Melanie Veness of the Pietermaritzburg Chamber of Business says it defies belief that the local municipality can find R9 million in funding for the Maritzburg United football club but not for the fixing essential infrastructure like roads and electricity.
“The [nearby] Edendale area was one of the worst hit by the recent looting,” she says. “The shopping mall and most local shops were trashed, which means people now have to travel to Pietermaritzburg and other areas for groceries. The effect on this community has been devastating.
“We need a lot more civic action to get rid of inept and broken local government.”
There are civic movements across the country that are challenging local municipalities through the courts, or through ratepayer revolts. The upcoming local government elections present an opportunity to unseat those who delivered the country to what Ratings Afrika says is a R51 billion hole that must be filled.
The extent of SA’s municipal problem?
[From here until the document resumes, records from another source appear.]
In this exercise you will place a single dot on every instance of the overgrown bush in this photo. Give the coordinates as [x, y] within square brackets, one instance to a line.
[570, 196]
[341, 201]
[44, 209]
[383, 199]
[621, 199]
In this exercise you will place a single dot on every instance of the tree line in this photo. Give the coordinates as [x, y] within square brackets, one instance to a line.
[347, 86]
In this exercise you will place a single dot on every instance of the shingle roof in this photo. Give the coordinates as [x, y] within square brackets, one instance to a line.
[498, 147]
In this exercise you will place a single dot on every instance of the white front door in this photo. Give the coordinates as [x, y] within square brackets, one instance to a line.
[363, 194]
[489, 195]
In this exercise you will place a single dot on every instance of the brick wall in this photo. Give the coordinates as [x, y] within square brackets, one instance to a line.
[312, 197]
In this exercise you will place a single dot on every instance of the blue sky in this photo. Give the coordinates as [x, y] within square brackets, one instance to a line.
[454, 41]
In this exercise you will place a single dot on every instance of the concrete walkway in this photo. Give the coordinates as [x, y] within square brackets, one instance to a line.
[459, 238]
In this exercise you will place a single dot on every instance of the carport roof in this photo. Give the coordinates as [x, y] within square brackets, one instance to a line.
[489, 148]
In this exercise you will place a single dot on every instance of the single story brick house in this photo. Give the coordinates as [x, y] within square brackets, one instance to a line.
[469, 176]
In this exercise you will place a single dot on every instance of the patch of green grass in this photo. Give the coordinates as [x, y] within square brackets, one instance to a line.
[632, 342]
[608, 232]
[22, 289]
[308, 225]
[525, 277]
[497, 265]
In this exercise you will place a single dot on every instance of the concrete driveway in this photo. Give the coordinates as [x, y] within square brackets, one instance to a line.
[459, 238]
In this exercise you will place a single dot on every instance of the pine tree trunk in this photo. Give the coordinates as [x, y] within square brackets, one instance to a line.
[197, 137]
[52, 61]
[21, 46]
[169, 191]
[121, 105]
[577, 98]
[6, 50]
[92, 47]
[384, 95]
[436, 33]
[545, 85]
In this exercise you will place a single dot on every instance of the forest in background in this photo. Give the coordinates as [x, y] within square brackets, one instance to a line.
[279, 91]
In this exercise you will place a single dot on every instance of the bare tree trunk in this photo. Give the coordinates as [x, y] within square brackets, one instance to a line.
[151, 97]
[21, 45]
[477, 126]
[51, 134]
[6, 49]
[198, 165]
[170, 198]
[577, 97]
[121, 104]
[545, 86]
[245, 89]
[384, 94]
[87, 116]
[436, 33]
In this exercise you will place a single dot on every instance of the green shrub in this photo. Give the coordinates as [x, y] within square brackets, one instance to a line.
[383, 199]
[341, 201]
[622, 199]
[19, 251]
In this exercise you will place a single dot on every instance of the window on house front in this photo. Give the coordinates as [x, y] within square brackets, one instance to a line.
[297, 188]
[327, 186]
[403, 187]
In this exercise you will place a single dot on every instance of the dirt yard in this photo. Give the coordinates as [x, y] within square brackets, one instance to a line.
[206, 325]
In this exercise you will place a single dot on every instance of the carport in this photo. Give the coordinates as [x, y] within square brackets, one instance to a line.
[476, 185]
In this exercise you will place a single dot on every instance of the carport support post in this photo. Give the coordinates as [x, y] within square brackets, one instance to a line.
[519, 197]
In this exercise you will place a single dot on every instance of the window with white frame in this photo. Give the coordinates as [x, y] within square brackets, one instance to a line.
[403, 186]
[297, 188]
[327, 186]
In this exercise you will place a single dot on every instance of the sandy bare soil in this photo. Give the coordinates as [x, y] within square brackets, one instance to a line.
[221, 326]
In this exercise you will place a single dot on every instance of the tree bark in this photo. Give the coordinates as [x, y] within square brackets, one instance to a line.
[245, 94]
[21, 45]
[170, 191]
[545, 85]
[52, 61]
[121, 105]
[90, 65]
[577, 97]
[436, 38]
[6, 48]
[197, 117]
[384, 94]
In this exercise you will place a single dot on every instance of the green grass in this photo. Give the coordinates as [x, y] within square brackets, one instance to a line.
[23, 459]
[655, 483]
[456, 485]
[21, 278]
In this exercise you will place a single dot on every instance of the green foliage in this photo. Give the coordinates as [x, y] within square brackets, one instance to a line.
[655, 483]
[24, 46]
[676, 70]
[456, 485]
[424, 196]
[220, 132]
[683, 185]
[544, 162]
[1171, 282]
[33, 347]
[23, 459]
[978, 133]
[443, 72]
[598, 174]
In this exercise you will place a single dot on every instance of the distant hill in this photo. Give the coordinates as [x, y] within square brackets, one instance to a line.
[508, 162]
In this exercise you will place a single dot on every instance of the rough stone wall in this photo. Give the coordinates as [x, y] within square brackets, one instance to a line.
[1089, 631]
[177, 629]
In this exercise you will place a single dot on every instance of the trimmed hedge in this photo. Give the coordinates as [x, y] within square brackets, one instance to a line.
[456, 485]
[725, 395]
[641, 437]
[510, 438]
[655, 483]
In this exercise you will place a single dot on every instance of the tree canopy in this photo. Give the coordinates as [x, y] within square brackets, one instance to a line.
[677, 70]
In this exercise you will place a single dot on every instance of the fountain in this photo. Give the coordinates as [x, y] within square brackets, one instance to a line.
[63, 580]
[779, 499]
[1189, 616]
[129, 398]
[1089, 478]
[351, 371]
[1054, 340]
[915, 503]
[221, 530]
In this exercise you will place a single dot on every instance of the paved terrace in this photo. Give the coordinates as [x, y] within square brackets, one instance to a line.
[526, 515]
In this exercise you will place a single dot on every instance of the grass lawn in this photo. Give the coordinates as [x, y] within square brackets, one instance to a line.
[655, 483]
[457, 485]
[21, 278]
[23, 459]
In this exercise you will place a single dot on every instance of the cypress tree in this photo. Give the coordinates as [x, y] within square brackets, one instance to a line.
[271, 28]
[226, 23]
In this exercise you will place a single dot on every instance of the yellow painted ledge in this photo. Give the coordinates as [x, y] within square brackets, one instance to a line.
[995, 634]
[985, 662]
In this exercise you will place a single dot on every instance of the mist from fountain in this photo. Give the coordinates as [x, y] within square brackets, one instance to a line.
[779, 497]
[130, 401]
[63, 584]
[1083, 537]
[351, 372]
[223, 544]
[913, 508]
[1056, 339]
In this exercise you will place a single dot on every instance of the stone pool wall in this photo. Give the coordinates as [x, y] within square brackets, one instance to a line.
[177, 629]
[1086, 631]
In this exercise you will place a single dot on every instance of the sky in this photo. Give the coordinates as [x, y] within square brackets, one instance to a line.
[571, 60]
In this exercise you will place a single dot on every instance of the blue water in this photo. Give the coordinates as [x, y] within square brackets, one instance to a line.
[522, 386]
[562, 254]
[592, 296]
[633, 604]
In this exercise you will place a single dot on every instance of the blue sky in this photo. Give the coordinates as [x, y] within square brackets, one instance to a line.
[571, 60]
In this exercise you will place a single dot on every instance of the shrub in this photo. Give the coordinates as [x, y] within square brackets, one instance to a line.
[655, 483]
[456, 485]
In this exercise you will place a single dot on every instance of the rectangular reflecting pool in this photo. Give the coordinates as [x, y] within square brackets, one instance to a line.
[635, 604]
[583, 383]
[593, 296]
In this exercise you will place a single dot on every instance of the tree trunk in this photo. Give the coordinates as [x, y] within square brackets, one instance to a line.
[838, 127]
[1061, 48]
R51bn, says Ratings Afrika
North West residents appeal court decision handing service delivery back to municipality
However, not everyone is on board with the ConCourt’s ruling to compel the IEC to hold elections by November 1.Pan Africanist Congress of Azania (PAC) President Narius Moloto says the ConCourt “missed the critical point fundamental to the freeness and fairness of the elections, given the often almost impossible task of conducting political activities under these extreme restrictions, which have had a devastating effect on the poor and unemployed”.
“The implications of this judgment are that smaller political parties with limited budgets will not able to interact with their constituencies and their voters, due to the restrictive conditions prevailing at the time of the judgment, in particular the limit of 50 people for indoor and 100 people for outdoor political meetings.”
By implication, says Moloto, the Constitutional Court has endorsed the holding of local government elections under conditions that cannot be free and fair.
ActionSA, the party founded by former DA mayor of Johannesburg, Herman Mashaba, welcomed the IEC’s judgment and says it “stands ready to deliver inclusive and prosperous change to the metros of Gauteng and the people of KwaZulu-Natal in eThekwini, Newcastle, and KwaDukuza.”
It also says the IEC must work to reopen the Voters’ Roll until the very last possible moment.
“A failure to properly reopen the Voters’ Roll before the local government elections would disenfranchise many South Africans, predominantly young South Africans who became recently eligible,” says ActionSA in a statement.